The neonatal team members have a clear preference toward withdrawing life-sustaining measures. They think Baby J will have an unacceptable quality of life.

The team asks Ms. L to decide whether to continue or withdraw life support. Her inability to decide creates a de facto choice to continue life support.

In the U.S, the patient’s best interests guide ethical decision-making.

The parents (or in Baby J’s case, the mother) represent their infant’s best interests. The neonatologist cannot ethically base her decision on her own values.

In this case, the physician’s moral obligation lies with the mother’s choice of best interests.

Ms. L asks for help from the team.
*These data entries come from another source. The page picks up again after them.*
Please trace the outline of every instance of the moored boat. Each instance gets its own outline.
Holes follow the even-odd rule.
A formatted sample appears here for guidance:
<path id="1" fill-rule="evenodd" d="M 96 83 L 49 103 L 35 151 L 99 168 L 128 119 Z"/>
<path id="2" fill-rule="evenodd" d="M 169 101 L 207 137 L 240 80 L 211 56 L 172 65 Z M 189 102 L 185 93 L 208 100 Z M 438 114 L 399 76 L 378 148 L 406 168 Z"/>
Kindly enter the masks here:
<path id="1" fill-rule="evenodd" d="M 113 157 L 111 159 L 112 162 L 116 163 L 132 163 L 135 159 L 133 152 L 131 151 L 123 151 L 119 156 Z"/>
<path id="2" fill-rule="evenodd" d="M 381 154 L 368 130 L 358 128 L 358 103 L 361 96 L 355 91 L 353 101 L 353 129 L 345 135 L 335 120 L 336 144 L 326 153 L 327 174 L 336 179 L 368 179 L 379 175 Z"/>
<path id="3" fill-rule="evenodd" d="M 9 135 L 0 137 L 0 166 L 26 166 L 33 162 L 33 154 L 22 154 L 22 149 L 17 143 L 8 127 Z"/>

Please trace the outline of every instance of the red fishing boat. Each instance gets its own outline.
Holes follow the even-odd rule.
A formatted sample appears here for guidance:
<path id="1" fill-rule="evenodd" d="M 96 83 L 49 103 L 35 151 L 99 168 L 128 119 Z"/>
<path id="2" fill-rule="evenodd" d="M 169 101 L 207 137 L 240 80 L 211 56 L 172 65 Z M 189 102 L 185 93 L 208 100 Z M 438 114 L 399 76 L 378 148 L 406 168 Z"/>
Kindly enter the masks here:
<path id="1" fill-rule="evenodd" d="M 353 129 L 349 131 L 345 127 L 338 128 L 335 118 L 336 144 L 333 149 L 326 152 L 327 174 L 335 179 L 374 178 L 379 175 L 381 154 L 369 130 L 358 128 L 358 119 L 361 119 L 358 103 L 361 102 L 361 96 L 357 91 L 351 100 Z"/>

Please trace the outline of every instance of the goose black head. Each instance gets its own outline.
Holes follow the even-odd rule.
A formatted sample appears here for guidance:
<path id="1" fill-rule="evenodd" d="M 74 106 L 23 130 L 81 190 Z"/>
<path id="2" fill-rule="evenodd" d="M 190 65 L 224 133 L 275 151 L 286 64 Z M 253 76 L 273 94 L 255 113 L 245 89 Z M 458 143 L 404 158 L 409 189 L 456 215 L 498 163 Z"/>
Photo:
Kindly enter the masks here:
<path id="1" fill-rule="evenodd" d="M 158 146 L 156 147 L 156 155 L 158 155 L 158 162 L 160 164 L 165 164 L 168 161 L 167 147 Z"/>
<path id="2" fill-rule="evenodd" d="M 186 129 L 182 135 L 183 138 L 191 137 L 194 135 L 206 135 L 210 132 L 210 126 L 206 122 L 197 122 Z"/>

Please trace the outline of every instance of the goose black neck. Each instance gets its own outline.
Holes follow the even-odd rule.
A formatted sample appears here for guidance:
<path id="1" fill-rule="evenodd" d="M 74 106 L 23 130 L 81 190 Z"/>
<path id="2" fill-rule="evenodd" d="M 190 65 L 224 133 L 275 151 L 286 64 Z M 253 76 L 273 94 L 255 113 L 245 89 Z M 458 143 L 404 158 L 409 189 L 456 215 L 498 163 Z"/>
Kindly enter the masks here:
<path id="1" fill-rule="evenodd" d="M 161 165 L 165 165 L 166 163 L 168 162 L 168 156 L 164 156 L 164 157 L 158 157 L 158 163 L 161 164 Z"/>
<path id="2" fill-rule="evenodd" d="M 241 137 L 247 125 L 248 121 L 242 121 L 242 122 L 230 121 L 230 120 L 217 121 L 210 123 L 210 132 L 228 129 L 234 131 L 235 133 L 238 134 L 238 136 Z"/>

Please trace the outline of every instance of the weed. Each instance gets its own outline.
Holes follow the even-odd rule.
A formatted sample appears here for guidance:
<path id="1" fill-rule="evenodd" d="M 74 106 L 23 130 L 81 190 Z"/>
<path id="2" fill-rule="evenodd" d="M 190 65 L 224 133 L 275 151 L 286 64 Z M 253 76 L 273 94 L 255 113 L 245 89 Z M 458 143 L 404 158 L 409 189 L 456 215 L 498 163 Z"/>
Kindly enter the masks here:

She does not know how to decide.

Another neonatologist takes a different approach.

She asks Ms. L about her values regarding life, death, and disability. “Some parents believe in the sanctity of life, others in the quality of life. Have you thought about your values?” asks the neonatologist.

Ms. L takes time to contemplate the question. A week later, she asserts that she believes Baby J will have a poor quality of life.

Ms. L asks the neonatologist what she should do.

The neonatologist says, “From what you have told me, you do not want Baby J to live the life she will have. We can make her comfortable, disconnect the ventilator, and allow her to die peacefully.”

Collaborative decision-making enables an ethical process.

In this case, the medical staff and family communicated throughout the patient’s course of treatment.

The parent(s) reveal values, beliefs, and cultural preferences, and shared decision-making takes place.

In the end, after the infant was given a dose of morphine for comfort, Ms. L held Baby J while the physician disconnected the ventilator. Baby J died in her mother’s arms.